Stanton Carlisle (Bradley Cooper, A Star Is Born, etc) is a grifter, whom we first meet when he is burying a corpse under the floorboards of a dilapidated house. He sets the whole thing on fire before leaving. He catches a bus. At the end of the line there is a carnival, run by Clem Oatley (Willem Dafoe), who also runs one of the sideshows featuring a “geek”, a half man/half beast like creature that bites the heads off chickens. Carlisle lands a job working at the carnival because “no-one cares who you are, where you came from, or what you’ve done.” He finds a home amongst the freaks, grifters, misfits and sideshow hustlers. He also learns the tricks and arts of mentalism (reading people’s minds) from Zeena (Toni Collette) and he alcoholic husband Pete (David Strathairn). He also falls in love with Molly (Rooney Mara), the daughter of circus strong man Bruno (Ron Perlman), who warns him about the consequences of hurting her. 

Before long Carlisle and Molly leave behind the circus and head for New York where their sophisticated mindreading act attracts a wealthy if gullible crowd. Then Carlisle is approached by psychologist Lilith Ritter (Cate Blanchett), and he sees an opportunity to scam her rich clients using both her contacts and intimate knowledge of their lives. But when he tries to con powerful businessman Ezra Grindle (Richard Jenkins) he finds himself drawn into a web of intrigue, deception and murder. 

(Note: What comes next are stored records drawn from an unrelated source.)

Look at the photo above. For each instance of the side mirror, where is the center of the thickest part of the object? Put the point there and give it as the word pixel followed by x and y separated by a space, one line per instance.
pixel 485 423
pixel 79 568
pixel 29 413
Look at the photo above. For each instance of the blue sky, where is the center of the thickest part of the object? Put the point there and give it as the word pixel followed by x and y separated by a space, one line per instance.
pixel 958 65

Nightmare Alley is a meticulously crafted piece of film noir, full of morally bankrupt and flawed characters and a sinuous script that moves in unexpected directions, keeping the audience off balance. The film looks good with some superb production design from Tamara Deverell that creates a nice contrast between the dark, seedy and creepy sideshow carnival and the glittering, opulent art deco environments of New York’s nightclubs and Ritter’s plush office. It has all been superbly shot by his regular cinematographer Dan Laustsen, who captures the depression era nicely, but he also gives the carnival scenes a gritty and sleazy underbelly.  

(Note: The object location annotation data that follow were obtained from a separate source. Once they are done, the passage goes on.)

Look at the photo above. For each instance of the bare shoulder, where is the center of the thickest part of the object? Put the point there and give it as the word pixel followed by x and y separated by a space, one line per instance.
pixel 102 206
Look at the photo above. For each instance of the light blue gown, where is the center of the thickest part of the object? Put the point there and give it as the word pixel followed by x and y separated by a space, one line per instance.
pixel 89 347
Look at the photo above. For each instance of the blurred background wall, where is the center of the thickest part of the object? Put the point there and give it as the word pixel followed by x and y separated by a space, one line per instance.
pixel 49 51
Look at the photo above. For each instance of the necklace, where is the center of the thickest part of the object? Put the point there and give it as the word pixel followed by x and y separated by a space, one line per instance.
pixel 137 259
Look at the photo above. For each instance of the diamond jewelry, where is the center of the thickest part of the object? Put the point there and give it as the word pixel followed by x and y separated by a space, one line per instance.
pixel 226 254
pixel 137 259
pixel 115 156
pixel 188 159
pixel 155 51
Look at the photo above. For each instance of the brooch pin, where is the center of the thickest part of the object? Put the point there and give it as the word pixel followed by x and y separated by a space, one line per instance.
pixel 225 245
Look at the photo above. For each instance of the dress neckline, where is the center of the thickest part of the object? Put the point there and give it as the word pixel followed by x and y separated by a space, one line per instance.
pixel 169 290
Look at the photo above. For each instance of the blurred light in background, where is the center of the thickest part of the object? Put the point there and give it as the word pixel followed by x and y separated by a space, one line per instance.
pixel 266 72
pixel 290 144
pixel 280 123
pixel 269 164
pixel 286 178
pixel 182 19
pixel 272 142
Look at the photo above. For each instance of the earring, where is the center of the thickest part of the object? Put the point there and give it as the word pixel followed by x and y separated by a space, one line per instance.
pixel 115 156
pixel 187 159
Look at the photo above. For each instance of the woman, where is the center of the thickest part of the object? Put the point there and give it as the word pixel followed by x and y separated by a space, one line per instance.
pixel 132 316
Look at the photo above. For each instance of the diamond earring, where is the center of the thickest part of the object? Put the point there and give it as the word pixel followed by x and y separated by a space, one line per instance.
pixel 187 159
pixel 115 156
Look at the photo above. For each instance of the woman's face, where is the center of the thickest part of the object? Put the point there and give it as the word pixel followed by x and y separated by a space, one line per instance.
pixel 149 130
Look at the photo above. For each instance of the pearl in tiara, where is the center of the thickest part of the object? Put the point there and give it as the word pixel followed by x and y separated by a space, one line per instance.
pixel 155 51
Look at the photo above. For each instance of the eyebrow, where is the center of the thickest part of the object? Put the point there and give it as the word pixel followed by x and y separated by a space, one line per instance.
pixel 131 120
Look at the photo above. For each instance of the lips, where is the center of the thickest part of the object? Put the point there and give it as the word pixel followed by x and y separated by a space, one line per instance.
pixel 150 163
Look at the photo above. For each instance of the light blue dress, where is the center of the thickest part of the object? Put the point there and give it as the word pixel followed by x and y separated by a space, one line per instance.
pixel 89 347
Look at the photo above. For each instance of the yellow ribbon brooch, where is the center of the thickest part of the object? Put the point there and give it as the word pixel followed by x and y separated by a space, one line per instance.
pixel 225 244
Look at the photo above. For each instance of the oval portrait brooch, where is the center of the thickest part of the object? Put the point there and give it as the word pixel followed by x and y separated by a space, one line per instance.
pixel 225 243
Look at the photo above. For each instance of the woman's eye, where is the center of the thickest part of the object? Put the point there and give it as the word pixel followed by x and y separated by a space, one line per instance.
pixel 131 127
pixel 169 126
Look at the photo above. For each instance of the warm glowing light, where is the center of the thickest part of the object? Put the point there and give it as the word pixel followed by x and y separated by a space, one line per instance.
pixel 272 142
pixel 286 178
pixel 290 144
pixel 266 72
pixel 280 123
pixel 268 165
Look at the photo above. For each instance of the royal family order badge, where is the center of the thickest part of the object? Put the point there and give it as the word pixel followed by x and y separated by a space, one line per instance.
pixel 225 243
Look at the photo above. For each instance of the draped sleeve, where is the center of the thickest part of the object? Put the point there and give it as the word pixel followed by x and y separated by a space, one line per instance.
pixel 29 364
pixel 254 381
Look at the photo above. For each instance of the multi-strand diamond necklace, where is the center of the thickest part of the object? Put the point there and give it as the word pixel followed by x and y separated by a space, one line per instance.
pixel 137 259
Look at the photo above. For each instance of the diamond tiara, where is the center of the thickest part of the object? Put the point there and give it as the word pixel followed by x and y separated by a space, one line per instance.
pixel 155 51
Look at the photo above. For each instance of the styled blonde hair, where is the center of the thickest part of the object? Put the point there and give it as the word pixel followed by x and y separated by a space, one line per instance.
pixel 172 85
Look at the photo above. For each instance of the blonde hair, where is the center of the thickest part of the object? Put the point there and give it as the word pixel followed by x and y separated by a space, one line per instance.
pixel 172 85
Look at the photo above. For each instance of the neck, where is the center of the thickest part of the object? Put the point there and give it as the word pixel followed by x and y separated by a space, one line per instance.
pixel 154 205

Del Toro has assembled a strong ensemble cast to bring these desperate and flawed characters to life. Cooper brings nuance and a surface charm to his performance as the twisted and amoral grifter who is blinded to his own ambition and greed. He is the typical amoral protagonist and anti-hero of the genre whose actions bring about his eventual downfall, but Cooper brings his usual charisma to the role. Blanchett brings a suitably cold demeanour and quality to her role as Ritter, the femme fatale of the piece. The cast of rogues also includes Mary Steenburgen, Peter McNeil, Tim Blake Nelson, Clifton Collins jr and Holt McCallany, who are all very good. 

This is a film of two halves, with the first half coming across as something of a cross between Tod Browning’s controversial 1937 drama Freaks and the tv series Carnivale, while the second half plays with the usual conventions of the noir genre. Del Toro imbues the material with a bleak aesthetic, and Nathan Johnson’s score adds a touch of menace and tension.